08:38:11 4: 0 0 0 0 0 0 0 0 0 0 0 0 0 0 0 0 0 0 0 0 ... ... ... 0 0 0 0 0 0 0 0 0 0 0 0 0 0 0 0 0 0 0 0
08:38:11 4: 0 1 2 3 4 5 6 7 8 9 10 11 12 13 14 15 16 17 18 19 ... ... ... 480 481 482 483 484 485 486 487 488 489 490 491 492 493 494 495 496 497 498 499
08:38:11 4: /home/jenkins/weaver-new/workspace/KokkosKernels_Weaver_Cuda_cuda_100_gcc_740_rdc-uvm/kokkos-kernels/unit_test/sparse/Test_Sparse_bspgemm.hpp:285: Failure
08:38:11 4: Value of: is_identical
08:38:11 4: Actual: false
08:38:11 4: Expected: true
08:38:11 4: SPGEMM_KK
08:38:11 4: [ FAILED ] cuda.sparse_block_spgemm_kokkos_complex_double_int_int_TestExecSpace (8487 ms)
08:38:11 4: [ RUN ] cuda.sparse_block_spgemm_kokkos_complex_double_int_size_t_TestExecSpace
08:38:11 4: /home/jenkins/weaver-new/workspace/KokkosKernels_Weaver_Cuda_cuda_100_gcc_740_rdc-uvm/kokkos-kernels/unit_test/sparse/Test_Sparse_bspgemm.hpp:274: Failure
08:38:11 4: Value of: is_expected_to_fail
08:38:11 4: Actual: false
08:38:11 4: Expected: true
08:38:11 4: SPGEMM_KK: Kokkos::Impl::ParallelFor< Cuda > requested too large team size.

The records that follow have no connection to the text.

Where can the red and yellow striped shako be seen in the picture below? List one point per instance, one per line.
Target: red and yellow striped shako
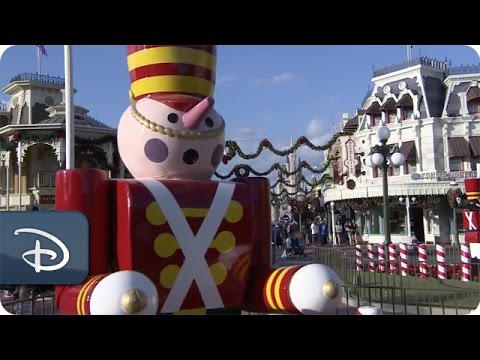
(179, 75)
(472, 189)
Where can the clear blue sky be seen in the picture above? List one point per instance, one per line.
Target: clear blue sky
(262, 91)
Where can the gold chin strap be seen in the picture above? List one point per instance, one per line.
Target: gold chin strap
(190, 135)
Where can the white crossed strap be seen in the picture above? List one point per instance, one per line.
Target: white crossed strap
(195, 266)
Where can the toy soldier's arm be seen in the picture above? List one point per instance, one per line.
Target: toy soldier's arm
(86, 191)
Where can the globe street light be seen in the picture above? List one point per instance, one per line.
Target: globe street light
(383, 156)
(332, 206)
(455, 241)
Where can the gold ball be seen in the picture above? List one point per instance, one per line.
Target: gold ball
(331, 289)
(134, 301)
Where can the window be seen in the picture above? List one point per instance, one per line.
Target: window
(410, 166)
(391, 116)
(474, 163)
(376, 119)
(407, 113)
(474, 106)
(456, 163)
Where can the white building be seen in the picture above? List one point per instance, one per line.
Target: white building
(433, 113)
(32, 141)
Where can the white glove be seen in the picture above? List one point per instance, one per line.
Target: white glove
(316, 289)
(124, 293)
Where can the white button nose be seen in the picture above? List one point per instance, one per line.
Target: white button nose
(193, 118)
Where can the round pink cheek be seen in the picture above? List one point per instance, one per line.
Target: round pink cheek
(156, 150)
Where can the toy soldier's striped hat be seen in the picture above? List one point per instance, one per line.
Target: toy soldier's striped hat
(178, 75)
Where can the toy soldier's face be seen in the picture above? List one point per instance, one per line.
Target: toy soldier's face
(169, 145)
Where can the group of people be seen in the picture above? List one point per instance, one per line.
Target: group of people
(289, 238)
(316, 232)
(286, 236)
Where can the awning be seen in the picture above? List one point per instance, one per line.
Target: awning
(458, 146)
(475, 145)
(409, 150)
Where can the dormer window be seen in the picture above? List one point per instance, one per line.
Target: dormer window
(473, 100)
(390, 111)
(406, 107)
(375, 114)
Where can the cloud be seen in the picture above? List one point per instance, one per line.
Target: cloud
(276, 79)
(283, 78)
(245, 134)
(225, 79)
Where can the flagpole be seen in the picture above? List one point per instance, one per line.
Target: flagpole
(39, 66)
(69, 115)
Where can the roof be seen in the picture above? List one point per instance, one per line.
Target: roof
(351, 124)
(79, 121)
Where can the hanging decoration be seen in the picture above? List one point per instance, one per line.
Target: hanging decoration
(243, 170)
(351, 184)
(452, 195)
(232, 149)
(323, 180)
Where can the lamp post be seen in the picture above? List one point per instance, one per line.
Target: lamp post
(454, 219)
(383, 156)
(407, 207)
(332, 207)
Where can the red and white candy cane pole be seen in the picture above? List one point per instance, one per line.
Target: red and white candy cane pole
(404, 259)
(371, 258)
(442, 271)
(465, 260)
(381, 258)
(358, 258)
(422, 259)
(392, 254)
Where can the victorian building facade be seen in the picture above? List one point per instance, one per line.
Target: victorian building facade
(32, 141)
(433, 113)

08:38:11 4: /home/jenkins/weaver-new/workspace/KokkosKernels_Weaver_Cuda_cuda_100_gcc_740_rdc-uvm/kokkos-kernels/unit_test/sparse/Test_Sparse_bspgemm.hpp:277: Failure
08:38:11 4: Value of: failed
08:38:11 4: Actual: true
08:38:11 4: Expected: is_expected_to_fail
08:38:11 4: Which is: false
08:38:11 4: entries are different.
08:38:11 4: 0 0 0 0 0 0 0 0 0 0 0 0 0 0 0 0 0 0 0 0 ... ... ... 0 0 0 0 0 0 0 0 0 0 0 0 0 0 0 0 0 0 0 0
08:38:11 4: 0 1 2 3 4 5 6 7 8 9 10 11 12 13 14 15 16 17 18 19 ... ... ... 480 481 482 483 484 485 486 487 488 489 490 491 492 493 494 495 496 497 498 499
08:38:11 4: /home/jenkins/weaver-new/workspace/KokkosKernels_Weaver_Cuda_cuda_100_gcc_740_rdc-uvm/kokkos-kernels/unit_test/sparse/Test_Sparse_bspgemm.hpp:285: Failure
08:38:11 4: Value of: is_identical
08:38:11 4: Actual: false
08:38:11 4: Expected: true
08:38:11 4: SPGEMM_KK
08:38:11 4: [ FAILED ] cuda.sparse_block_spgemm_kokkos_complex_double_int_size_t_TestExecSpace (8494 ms)
Reproducer (weaver):
module load cmake/3.19.3 cuda/10.0.130 ibm/xl/16.1.1 gcc/7.4.0
$KOKKOSKERNELS_PATH/cm_generate_makefile.bash --with-devices=Cuda,Serial --arch=Power9,Volta70 --compiler=$KOKKOS_PATH/bin/nvcc_wrapper --cxxflags="-O3 -Wall -Wunused-parameter -Wshadow -pedantic -Werror -Wsign-compare -Wtype-limits -Wuninitialized " --cxxstandard="14" --kokkos-path=$KOKKOS_PATH --kokkoskernels-path=$KOKKOSKERNELS_PATH --with-scalars='double,complex_double' --with-ordinals=int --with-offsets=int,size_t --with-layouts=LayoutLeft --with-cuda-options=enable_lambda,uvm,rdc --no-examples
Edit: Also occurs with cuda/9.2.88 on the same system
Originally posted by @ndellingwood in https://github.com/kokkos/kokkos-kernels/issues/1395#issuecomment-1115151520
I split this issue out from #1395 (filed as build errors) which had collected various nightly failures following #1099
This should be resolved with @brian-kelley PR #1470 @ndellingwood the PR was just merged this morning, let's keep an eye on this tomorrow, hopefully we should see the uvm+rdc build passing.
The rdc+uvm nightlies that had #1470 merged resumed passing, thanks for fix!